I'm thinking of putting gravel into my Western Hognose's vivarium for an arid western scrublands look. Any one have any opinions on this, or a recommended product or place to purchase it? I'm aware that gravel could be an impaction hazard, but North American hognose species in the wild are known to favor sandy and/or gravelly soils, so I'm a bit conflicted on this.

Sent from my LG-TP260 using Tapatalk

----------


## paulh

Carl Kauffeld successfully used pea gravel (~ 1/4 inch diameter) for the snakes in the Staten Island Zoo. See http://www.nytimes.com/1974/07/11/ar...en-island.html

By the way, Kauffeld's books are great reading.

I have used slightly smaller gravel for some hatchling and juvenile bullsnakes. There was no trouble with impaction, but I did have to stay on top of the spot cleaning. Sand is much more of a problem than gravel for impaction. Sand also traps much more moisture between the grains than gravel, so I do not use sand.

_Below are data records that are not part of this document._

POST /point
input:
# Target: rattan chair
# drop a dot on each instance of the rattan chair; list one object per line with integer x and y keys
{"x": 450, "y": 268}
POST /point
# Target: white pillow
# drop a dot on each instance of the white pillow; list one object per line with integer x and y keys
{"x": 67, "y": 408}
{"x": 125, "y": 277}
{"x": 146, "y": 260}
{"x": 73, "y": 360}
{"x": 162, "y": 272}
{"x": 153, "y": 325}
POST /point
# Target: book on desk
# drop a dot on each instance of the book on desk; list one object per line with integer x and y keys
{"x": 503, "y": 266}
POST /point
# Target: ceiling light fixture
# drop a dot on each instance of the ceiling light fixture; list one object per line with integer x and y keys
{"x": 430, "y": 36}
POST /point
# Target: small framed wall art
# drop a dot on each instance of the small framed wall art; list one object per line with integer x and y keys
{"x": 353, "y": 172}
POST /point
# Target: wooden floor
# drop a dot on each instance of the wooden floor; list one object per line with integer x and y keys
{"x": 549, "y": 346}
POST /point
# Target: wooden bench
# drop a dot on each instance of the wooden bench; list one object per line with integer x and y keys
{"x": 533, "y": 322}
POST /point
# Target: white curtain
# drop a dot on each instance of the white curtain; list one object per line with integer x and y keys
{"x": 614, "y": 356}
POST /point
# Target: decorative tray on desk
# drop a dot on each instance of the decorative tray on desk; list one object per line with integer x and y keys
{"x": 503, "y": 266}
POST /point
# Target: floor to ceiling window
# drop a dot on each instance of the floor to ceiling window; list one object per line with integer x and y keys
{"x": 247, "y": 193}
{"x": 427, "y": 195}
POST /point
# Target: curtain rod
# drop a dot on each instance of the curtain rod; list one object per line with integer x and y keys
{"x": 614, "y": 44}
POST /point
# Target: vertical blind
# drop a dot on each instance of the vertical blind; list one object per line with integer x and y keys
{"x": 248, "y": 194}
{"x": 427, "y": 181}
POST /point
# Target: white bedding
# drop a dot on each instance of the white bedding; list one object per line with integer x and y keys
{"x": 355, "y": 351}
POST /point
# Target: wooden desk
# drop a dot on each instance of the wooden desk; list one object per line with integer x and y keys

I don't have any places or products to recommend, but an aquarium shop might be worth checking out.

Good luck.

----------


## bullsnakejax

> Carl Kauffeld successfully used pea gravel (~ 1/4 inch diameter) for the snakes in the Staten Island Zoo. See http://www.nytimes.com/1974/07/11/ar...en-island.html
> 
> By the way, Kauffeld's books are great reading.
> 
> I have used slightly smaller gravel for some hatchling and juvenile bullsnakes. There was no trouble with impaction, but I did have to stay on top of the spot cleaning. Sand is much more of a problem than gravel for impaction. Sand also traps much more moisture between the grains than gravel, so I do not use sand.
> 
> I don't have any places or products to recommend, but an aquarium shop might be worth checking out.
> 
> Good luck.


Thank you for the link! This helped a lot. 

Sent from my LG-TP260 using Tapatalk

----------